Pour Fernand Oury, fondateur de la pédagogie institutionnelle, c’est en prenant l’avis de toutes et tous que l’on progresse dans la vie quotidienne en groupe, en institution ; c’est en discutant des comportements, en les repérant et en les accompagnant, que l’insécurité devant l’agressivité se banalise et s’éduque[1].

Dans une classe coopérative, le Conseil de coopération est le lieu des décisions où s’élaborent les règles du vivre ensemble et les sanctions éventuelles. Le Conseil de coopération est différent du « Conseil de classe » : Le conseil de coopération « permet de faire de la classe le terrain d’entraînement de la vie citoyenne, en considérant les camarades comme les partenaires privilégiés de cette vie civique. C’est pour cela que l’on parle de mitoyenneté. Avoir d’abord le souci de la rencontre du voisin. [2]»

Les règles sont discutées, rappelées, remises en question, amendées, … au cours des années passées ensemble. Les enseignants ne sont plus à être juges et parties. Ils sont les garants des décisions du Conseil de coopération et doivent veiller à les faire respecter. Les élèves les respecteront d’autant plus qu’ils auront été partenaires de leur élaboration.

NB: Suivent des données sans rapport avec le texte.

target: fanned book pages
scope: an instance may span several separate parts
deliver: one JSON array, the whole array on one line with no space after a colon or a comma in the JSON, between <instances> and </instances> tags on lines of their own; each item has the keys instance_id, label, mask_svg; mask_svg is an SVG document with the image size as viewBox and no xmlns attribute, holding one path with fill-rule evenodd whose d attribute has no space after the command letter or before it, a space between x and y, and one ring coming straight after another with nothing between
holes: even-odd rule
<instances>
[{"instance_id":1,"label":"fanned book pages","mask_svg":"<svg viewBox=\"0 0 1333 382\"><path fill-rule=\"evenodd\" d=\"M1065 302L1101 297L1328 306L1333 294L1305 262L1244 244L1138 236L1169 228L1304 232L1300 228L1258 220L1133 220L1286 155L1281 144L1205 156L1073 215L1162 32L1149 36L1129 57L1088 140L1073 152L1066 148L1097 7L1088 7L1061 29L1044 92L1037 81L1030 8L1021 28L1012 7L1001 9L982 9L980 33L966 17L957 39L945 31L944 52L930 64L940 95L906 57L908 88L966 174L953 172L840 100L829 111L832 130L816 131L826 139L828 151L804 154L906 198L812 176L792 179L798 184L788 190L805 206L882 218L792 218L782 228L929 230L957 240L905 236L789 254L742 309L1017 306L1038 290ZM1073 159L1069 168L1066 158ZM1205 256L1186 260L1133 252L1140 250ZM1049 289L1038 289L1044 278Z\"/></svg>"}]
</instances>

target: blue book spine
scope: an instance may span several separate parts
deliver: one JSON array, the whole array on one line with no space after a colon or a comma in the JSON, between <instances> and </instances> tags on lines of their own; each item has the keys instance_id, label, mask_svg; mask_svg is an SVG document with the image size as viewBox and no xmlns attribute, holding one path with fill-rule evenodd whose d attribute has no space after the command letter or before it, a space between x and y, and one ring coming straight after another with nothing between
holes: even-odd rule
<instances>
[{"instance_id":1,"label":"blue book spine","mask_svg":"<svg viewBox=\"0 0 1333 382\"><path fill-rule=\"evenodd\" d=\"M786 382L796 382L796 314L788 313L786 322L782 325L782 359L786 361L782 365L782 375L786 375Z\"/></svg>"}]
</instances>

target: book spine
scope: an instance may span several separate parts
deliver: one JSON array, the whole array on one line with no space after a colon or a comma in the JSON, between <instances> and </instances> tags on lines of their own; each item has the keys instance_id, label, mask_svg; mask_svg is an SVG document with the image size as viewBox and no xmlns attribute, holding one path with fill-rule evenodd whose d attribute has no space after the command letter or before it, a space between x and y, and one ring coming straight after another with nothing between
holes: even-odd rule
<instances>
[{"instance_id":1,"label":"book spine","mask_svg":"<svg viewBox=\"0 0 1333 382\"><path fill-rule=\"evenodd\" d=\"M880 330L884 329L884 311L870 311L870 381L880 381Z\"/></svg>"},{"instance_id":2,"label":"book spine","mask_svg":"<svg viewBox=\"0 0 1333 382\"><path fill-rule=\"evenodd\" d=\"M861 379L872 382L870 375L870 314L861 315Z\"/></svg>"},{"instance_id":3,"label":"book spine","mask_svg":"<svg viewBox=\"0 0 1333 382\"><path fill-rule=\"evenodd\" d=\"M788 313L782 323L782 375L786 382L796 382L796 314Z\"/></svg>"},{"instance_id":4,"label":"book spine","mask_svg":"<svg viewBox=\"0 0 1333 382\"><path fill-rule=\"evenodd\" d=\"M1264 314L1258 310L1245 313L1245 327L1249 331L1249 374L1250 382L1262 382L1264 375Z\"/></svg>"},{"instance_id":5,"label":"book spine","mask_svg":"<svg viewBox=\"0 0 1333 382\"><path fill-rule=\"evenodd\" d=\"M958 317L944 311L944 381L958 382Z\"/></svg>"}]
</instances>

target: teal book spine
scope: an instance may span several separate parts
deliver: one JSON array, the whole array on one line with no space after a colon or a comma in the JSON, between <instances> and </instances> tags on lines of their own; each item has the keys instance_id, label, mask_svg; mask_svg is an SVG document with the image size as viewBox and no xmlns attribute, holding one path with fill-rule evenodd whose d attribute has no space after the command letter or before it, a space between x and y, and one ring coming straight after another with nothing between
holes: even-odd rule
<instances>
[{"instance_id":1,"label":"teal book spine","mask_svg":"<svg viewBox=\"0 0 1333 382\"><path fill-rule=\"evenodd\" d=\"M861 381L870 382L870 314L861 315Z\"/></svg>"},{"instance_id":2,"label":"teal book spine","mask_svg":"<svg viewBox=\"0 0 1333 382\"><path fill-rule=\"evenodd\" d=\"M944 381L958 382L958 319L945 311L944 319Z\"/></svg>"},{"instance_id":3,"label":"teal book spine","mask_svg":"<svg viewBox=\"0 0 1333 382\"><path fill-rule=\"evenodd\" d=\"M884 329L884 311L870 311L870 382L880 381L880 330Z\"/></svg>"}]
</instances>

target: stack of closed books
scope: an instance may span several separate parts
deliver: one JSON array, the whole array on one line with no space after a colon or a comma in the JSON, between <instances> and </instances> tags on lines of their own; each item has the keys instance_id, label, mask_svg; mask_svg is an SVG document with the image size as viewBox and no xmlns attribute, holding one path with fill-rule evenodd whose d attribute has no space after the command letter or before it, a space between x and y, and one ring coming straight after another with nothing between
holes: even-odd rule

Les règles sont affichées en classe afin que tout le monde puisse s’en souvenir et s‘y référer.

Chaque élève peut faire appel au Conseil de coopération en cas de désaccord ou lorsqu’il désire faire une proposition visant à améliorer le vivre ensemble.

Chaque élève peut faire appel au Conseil de coopération en cas de désaccord ou lorsqu’il désire faire une proposition visant à améliorer le vivre ensemble. 

3.     Des élèves coopérateurs

Un climat positif favorise les habiletés coopératives : l’entraide, la solidarité, le partage, le souci des autres. Ils développent également des outils de communication en apprenant à participer à des apprentissages communs, à s’exprimer, à débattre, à écouter et respecter l’avis des autres. Il est important que l’enseignante mette en valeur ces habiletés au fur et à mesure qu’elles se construisent.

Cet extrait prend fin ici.